Dans un rapport diffusé le 10 janvier, l’organisation non gouvernementale Oxfam international a annoncé que deux ans après le séisme, la reconstruction du pays se faisait lentement. De plus, les donations n’ont pas toutes étaient utilisées, ni envoyées comme promis.

L’ONG fustige les promesses de dons faites par certains gouvernements, car selon les Nations unies, dans une note datée de septembre 2011, « les donateurs n’ont déboursé que 43% des 4,6 milliards de dollars qu’ils ont promis en vue de la reconstruction en 2010 et 2011 ». A l’instar d’Oxfam, des ONG ont appelé à ne pas oublier Haïti.

La mobilisation internationale aura permis, selon l’État français, le transfert de 5,6 milliards de dollars, le déboursement de 2,4 milliards décembre 2011 sur les 4,5 milliards promis pour l’aide à la reconstruction et l’ajout de 650 millions additionnels et de 2,6 milliards d’aide humanitaire.

Lors d’une conférence de presse à Genève, la porte-parole du Bureau des Nations Unies pour la coordination des affaires humanitaires (OCHA), Elisabeth Byrs, a précisé que les bailleurs de fonds ne se détourneraient pas Haïti, même si la totalité des sommes versées n’ont pas été versées et des promesses non respectées.
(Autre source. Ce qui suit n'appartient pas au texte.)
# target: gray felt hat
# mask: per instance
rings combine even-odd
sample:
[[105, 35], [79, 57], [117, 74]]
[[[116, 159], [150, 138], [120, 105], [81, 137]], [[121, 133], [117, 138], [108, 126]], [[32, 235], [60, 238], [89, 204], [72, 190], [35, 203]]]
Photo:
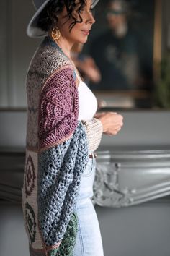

L’appel de fonds humanitaire pour le pays en 2012 devrait s’élever à 231 millions de dollars, nécessaires pour continuer les programmes humanitaires, dont le combat contre le choléra.

En dépit de toutes ces annonces, il manque des infrastructures, notamment des habitations, écoles, administrations et hôpitaux. Selon les normes sanitaires, il faut un hôpital pour 150.000 habitants, a expliqué à l’AFP un des responsables de la coordination des projets en Haïti pour l’ONG Médecins Sans Frontières, Kenneth Lavelle. Mais actuellement, il existe quatre hôpitaux accessibles gratuitement à Port-au-Prince, qui compte près de trois millions d’habitants.